Many projectiles were also directed into the town, rather than against its hard shell. Great stones smashing houses and causing some injuries and deaths served to ensure that each additional day the siege lasted would have a cost for those inside as well as those outside the walls, which was very important in keeping the pressure on for surrender negotiations. Such high-trajectory missiles could also kill any livestock left in the open and prevent the defenders from moving easily from place to place or exercising their horses.59 Although
There is no way to address the question systematically, the sources overall tend to suggest that far more stones were sent over the fortifications of towns than against them.
Another reasonably common feature of major sieges was the construction of wooden siege towers or belfries.60 These were always built high enough to overtop the walls by a good margin (at least 15 feet)—often reaching heights of 80 or 90 feet61—so that crossbowmen atop them could fire down on the ramparts and sweep them of defenders, thus allowing an escalade or direct undermining to succeed. This was in fact their main purpose, a point often misunderstood.62 Usually, they also included a drawbridge at the wall’s height so that assault troops could climb up under cover to mount the defenses. They might also have a battering ram at ground level. Normally, they were designed to be mobile so that they could be drawn right up to the curtain walls on wheels, greased rollers, or barges or ships. The ones built by the Vikings at Paris in 886 had 16 giant wheels and had room for 60 men.63
The best way to advance the siege towers was to anchor iron rings into the ground near the base of the wall, then run thick cables through them, arranged with pulleys in such a way that teams of oxen or men could haul away from the walls, out of missile range, to pull the tower in the opposite direction, or alternately, so that soldiers could move the tower forward by hauling on the ropes from a protected position inside the tower.64 These engines were, however, very vulnerable to enemy stone-throwers and often failed their intended purpose for that reason. Although they were usually wetted down and covered with raw oxhides to make them fire-resistant, they could still succumb to incendiary attacks, especially after being battered by solid missiles, which could expose broken wood. The men on the towers’ roofs, especially, would then almost inevitably be burned to death; this could make manning them quite a terrifying experience.65 On the other hand, they did sometimes lead to great successes, as in the capture of Jerusalem in 1099 or, as Froissart describes, at Ribadavia in 1386:
A large machine of timber was built, and mounted on wheels, that could be pushed anywhere.
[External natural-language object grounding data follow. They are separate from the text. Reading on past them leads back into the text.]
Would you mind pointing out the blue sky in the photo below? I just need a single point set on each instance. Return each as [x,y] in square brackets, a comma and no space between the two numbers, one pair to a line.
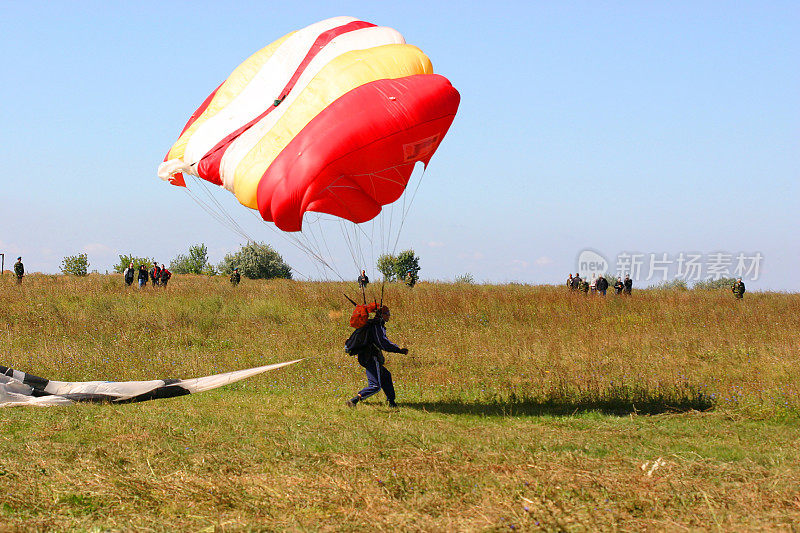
[617,126]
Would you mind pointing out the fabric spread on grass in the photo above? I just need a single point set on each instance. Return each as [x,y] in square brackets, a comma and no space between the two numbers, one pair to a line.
[20,388]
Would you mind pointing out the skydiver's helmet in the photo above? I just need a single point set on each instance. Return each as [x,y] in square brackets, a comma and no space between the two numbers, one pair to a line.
[383,313]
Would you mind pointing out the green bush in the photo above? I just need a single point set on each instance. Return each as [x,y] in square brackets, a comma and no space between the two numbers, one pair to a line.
[402,267]
[256,261]
[75,265]
[467,278]
[194,263]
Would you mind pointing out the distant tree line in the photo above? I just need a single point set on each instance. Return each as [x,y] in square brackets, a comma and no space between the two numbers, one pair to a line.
[254,260]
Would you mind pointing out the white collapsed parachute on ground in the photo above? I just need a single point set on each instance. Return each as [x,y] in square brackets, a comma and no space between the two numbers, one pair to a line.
[19,388]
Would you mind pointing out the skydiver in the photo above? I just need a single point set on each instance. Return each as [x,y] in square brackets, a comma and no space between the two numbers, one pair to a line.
[142,275]
[128,275]
[372,359]
[155,274]
[738,289]
[602,285]
[618,286]
[363,280]
[165,275]
[627,285]
[19,270]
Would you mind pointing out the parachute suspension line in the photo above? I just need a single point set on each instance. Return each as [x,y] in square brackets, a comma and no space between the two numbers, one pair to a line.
[217,216]
[222,210]
[406,211]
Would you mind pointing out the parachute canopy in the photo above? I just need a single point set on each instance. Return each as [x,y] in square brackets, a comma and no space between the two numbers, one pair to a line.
[20,388]
[330,119]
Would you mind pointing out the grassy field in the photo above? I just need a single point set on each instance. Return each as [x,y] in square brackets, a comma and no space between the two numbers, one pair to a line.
[522,407]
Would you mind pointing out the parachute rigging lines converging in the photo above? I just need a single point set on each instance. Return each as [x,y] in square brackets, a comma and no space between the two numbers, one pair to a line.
[19,388]
[329,120]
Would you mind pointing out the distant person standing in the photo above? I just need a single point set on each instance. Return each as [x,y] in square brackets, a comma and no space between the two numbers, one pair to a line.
[19,270]
[142,276]
[155,274]
[165,275]
[363,280]
[602,285]
[627,286]
[738,289]
[129,274]
[618,286]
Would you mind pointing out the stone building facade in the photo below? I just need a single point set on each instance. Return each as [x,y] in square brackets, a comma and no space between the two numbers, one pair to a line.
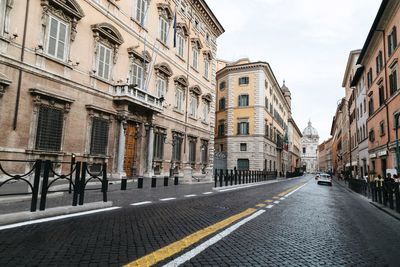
[252,117]
[309,146]
[110,81]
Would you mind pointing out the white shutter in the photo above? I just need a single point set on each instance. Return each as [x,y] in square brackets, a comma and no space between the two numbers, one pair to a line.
[52,43]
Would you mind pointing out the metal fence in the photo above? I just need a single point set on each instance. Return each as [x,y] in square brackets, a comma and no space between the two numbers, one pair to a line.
[234,177]
[383,192]
[39,183]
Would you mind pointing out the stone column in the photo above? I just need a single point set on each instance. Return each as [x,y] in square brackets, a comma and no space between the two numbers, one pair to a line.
[121,150]
[150,152]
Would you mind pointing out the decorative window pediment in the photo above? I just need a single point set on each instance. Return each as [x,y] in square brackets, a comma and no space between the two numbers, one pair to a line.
[108,32]
[165,10]
[183,29]
[164,69]
[195,90]
[207,54]
[4,82]
[181,80]
[70,8]
[134,55]
[197,43]
[207,97]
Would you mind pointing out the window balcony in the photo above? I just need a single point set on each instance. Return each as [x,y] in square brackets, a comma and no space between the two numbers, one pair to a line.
[129,93]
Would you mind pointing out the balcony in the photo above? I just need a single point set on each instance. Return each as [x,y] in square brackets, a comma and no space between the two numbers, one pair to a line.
[129,93]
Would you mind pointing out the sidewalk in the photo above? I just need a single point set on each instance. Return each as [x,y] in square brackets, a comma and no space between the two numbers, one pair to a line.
[60,203]
[382,207]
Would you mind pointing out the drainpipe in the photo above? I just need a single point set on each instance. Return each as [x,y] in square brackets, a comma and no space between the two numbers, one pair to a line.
[20,69]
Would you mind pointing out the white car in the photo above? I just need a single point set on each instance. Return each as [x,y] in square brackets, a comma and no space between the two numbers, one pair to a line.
[324,178]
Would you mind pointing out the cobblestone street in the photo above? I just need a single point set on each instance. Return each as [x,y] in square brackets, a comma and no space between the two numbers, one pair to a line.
[313,226]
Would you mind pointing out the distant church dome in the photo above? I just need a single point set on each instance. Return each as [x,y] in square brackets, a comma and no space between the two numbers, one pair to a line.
[310,131]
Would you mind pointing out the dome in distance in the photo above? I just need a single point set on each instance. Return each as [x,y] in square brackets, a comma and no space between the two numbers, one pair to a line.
[310,131]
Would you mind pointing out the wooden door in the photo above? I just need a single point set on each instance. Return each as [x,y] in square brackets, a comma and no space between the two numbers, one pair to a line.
[130,149]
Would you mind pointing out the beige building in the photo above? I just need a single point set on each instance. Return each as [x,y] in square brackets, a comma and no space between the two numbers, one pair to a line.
[325,156]
[111,81]
[252,116]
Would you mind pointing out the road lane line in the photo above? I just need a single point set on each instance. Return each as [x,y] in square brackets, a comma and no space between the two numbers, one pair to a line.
[141,203]
[298,188]
[60,217]
[167,199]
[176,247]
[197,250]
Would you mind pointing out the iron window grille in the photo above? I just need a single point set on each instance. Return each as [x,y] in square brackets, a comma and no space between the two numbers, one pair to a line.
[99,140]
[49,128]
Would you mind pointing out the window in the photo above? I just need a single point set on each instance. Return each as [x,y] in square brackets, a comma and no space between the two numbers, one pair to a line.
[158,150]
[177,147]
[204,152]
[193,106]
[192,150]
[141,8]
[49,129]
[178,99]
[243,128]
[392,41]
[99,140]
[382,128]
[243,147]
[163,30]
[243,80]
[161,87]
[57,38]
[195,55]
[369,78]
[206,110]
[243,164]
[379,62]
[370,107]
[206,68]
[222,86]
[393,80]
[243,100]
[222,104]
[221,129]
[137,75]
[104,62]
[381,95]
[180,45]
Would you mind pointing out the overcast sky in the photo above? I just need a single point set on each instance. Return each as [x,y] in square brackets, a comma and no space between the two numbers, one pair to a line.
[306,42]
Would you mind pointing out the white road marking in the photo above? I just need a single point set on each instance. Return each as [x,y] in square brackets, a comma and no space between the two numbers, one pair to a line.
[295,190]
[167,199]
[60,217]
[197,250]
[141,203]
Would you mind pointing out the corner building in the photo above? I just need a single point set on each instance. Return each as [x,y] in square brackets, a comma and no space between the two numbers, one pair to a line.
[110,82]
[252,117]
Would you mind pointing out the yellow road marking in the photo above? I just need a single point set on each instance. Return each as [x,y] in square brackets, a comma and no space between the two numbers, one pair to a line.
[178,246]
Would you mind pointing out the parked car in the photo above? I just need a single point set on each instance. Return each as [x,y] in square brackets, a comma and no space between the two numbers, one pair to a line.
[324,178]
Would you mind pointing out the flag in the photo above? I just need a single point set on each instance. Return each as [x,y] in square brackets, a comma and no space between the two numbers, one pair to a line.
[175,29]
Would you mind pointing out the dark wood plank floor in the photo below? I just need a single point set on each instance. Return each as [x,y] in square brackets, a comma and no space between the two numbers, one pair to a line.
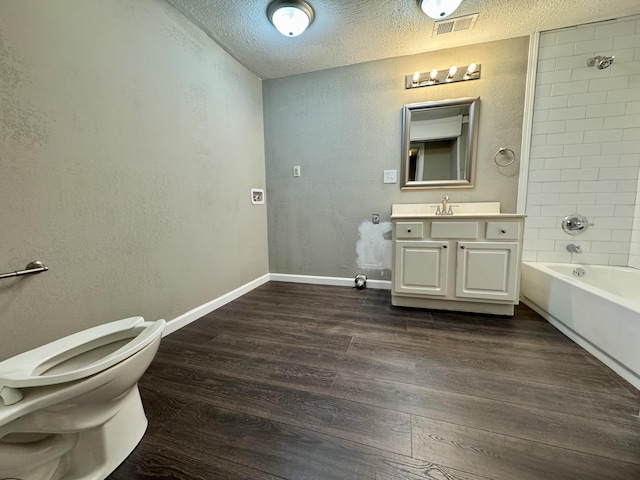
[298,382]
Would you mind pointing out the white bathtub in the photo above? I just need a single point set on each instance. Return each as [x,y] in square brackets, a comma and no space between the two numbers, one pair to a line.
[599,311]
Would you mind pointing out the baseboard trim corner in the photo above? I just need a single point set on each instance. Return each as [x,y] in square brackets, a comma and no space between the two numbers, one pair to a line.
[195,313]
[334,281]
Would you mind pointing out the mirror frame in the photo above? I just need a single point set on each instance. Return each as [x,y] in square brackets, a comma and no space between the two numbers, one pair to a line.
[472,144]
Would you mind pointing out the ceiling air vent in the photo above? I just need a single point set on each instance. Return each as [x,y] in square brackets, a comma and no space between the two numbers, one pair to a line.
[455,24]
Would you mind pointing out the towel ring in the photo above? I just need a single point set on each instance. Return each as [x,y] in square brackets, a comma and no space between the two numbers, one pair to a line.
[501,151]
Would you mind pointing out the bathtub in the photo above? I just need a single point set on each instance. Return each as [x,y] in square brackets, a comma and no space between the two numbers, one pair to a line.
[600,310]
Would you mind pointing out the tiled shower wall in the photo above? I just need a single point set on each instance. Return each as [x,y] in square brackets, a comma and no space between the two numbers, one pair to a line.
[585,145]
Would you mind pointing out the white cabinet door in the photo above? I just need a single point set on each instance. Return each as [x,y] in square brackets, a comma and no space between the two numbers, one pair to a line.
[487,270]
[421,267]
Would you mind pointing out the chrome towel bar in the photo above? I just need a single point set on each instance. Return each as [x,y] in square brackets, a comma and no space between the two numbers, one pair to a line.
[32,267]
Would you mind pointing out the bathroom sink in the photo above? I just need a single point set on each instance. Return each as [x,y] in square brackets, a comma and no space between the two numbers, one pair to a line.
[400,210]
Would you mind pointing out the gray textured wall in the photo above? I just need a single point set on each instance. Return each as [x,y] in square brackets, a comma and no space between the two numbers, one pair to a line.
[129,142]
[343,127]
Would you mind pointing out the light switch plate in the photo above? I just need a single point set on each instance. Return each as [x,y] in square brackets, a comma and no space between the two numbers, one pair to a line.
[390,176]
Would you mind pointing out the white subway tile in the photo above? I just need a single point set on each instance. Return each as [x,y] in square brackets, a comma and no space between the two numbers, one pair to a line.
[543,115]
[591,259]
[594,98]
[618,173]
[551,127]
[584,124]
[610,247]
[609,186]
[547,65]
[555,51]
[623,96]
[561,163]
[569,88]
[621,148]
[630,160]
[541,222]
[582,149]
[618,260]
[609,110]
[616,199]
[548,39]
[599,46]
[580,198]
[621,235]
[579,174]
[631,134]
[564,138]
[624,211]
[577,35]
[548,175]
[615,29]
[546,151]
[554,257]
[600,136]
[542,199]
[561,187]
[626,121]
[551,102]
[543,91]
[557,76]
[567,113]
[593,211]
[627,41]
[537,244]
[602,161]
[541,140]
[625,186]
[607,84]
[632,108]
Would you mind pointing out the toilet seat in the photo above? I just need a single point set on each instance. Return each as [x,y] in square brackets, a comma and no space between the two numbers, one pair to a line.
[30,368]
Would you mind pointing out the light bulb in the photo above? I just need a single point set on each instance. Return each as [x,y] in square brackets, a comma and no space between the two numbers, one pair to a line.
[439,9]
[452,72]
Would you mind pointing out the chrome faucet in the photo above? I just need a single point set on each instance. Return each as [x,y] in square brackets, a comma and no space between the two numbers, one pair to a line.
[573,248]
[444,209]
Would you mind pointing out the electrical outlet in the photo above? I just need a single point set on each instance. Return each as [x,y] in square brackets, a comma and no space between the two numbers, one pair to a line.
[390,176]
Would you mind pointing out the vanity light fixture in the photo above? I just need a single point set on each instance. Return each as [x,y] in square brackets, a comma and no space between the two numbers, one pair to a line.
[290,17]
[451,75]
[439,9]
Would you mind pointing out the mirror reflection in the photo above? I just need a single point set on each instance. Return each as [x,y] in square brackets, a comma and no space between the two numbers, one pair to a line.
[439,143]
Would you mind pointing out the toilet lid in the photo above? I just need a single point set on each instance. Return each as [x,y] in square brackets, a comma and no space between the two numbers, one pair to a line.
[28,368]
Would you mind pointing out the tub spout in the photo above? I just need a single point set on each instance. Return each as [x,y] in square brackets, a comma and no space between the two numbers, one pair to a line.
[573,248]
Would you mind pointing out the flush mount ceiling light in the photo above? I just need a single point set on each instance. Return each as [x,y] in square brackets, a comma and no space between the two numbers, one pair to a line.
[291,17]
[438,9]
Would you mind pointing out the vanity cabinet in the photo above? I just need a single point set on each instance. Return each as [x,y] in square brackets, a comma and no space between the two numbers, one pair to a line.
[466,263]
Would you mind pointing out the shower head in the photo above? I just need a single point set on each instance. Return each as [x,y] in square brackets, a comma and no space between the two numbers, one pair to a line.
[600,62]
It would contain, with ease, one hundred men-at-arms, and the same number of archers; but, for this attack, it was filled with archers only, and the ditches were leveled where it was intended to pass.
When the attack commenced, this machine was wheeled up to the walls by main force; and the archers, being well provided with arrows, shot vigorously on their enemies, who returned it by throwing darts and such other missile weapons as was amazing to behold. The roof of this machine was covered with strong ox-hides to shelter the attackers from the effects of the stones and the darts. Underneath were men-at-arms well shielded, who worked hard with pick-axes, and with success against the walls; for the townsmen could not prevent them for fear of the archers, who kept them fully engaged. At length, a large breach was made in the wall, and a considerable part thrown into the ditch. When the [townsmen] perceived this, they were so dismayed, they cried loudly, “We surrender, we surrender!” No one made any answer, but the English laughed at them, and said, “These peasants have done us much mischief, and mock us by now offering to surrender, for the town is already ours.” Some of the English replied, “If you wish to say any thing to us, it must be in good French or English, for we do not understand Castilian,” and kept advancing and slaying those who were flying before them. They killed them in heaps; and that day there were fifteen hundred put to death, including Jews, many of whom were resident in the town.66
Battering rams, which also normally had a strong framework of timber to support the weight of the ram, covered with oxhides or wood to protect the operators, were another frequently used siege engine. Like the towers, these could withstand a great deal of hammering from hand-thrown missiles. Diaz de Gamez describes being in one hit by small missiles so often that it sounded like the storm that would end the world, and “a man could not hear himself speak,” yet he came to no harm.67 As with stone-throwing engines, however, their practical effectiveness does not seem to have been very great if used against well-made stone walls, and like siege towers, they were vulnerable to destruction by the defenders’ engines and by incendiary mixtures.68 In reading the chronicles, one almost gets the impression that they were used more for the sake of trying everything, and to worry the defenders, than because they were expected to accomplish anything concrete.69 The same goes for the similar wheeled sheds that were also often used to cover miners with pickaxes. Geoffrey de Charny’s phrase is telling: “to exert more pressure on [the defenders] . . . mining is carried out under the cover of devices such as sows. . . cats and belfries.”70
To have any chance of success, of course—and therefore to be effective instruments of terror—rams and towers had to be brought up directly to the enemy wall. For that to be possible, sections of the moat or ditch had first to be filled up, and filled solidly. This work was usually accomplished by soldiers bringing up bundles of sticks and vines, baskets full of dirt, and so forth, one armload at a time, under cover of some sort of mantlets (movable wooden or wicker screens). This too was hard and risky labor and sometimes earned soldiers or other workers extra pay: a penny for each three large rocks at Jerusalem in 1099, for example.71 One woman mortally wounded by an arrow while dropping a load into the moat of Acre asked that her body be used to help finish the task.72 Since wooden fill was flammable, if it was used or if timber balks were used to hold and strengthen the infill, alternating layers of dirt were also necessary, to prevent the wood from being burned up by the defenders. In addition to paths for the engines, sections of the ditch might be filled in so that cavalry could cross—because horsemen were of great value, more than might be expected, once they could get at a breach or an open gate. It took at least 15 days to fill the ditches outside Majorca in 1230 in this fashion.73 The great ramps reaching to wall tops made in similar ways that were common in ancient siege warfare seem to have fallen from use in medieval times.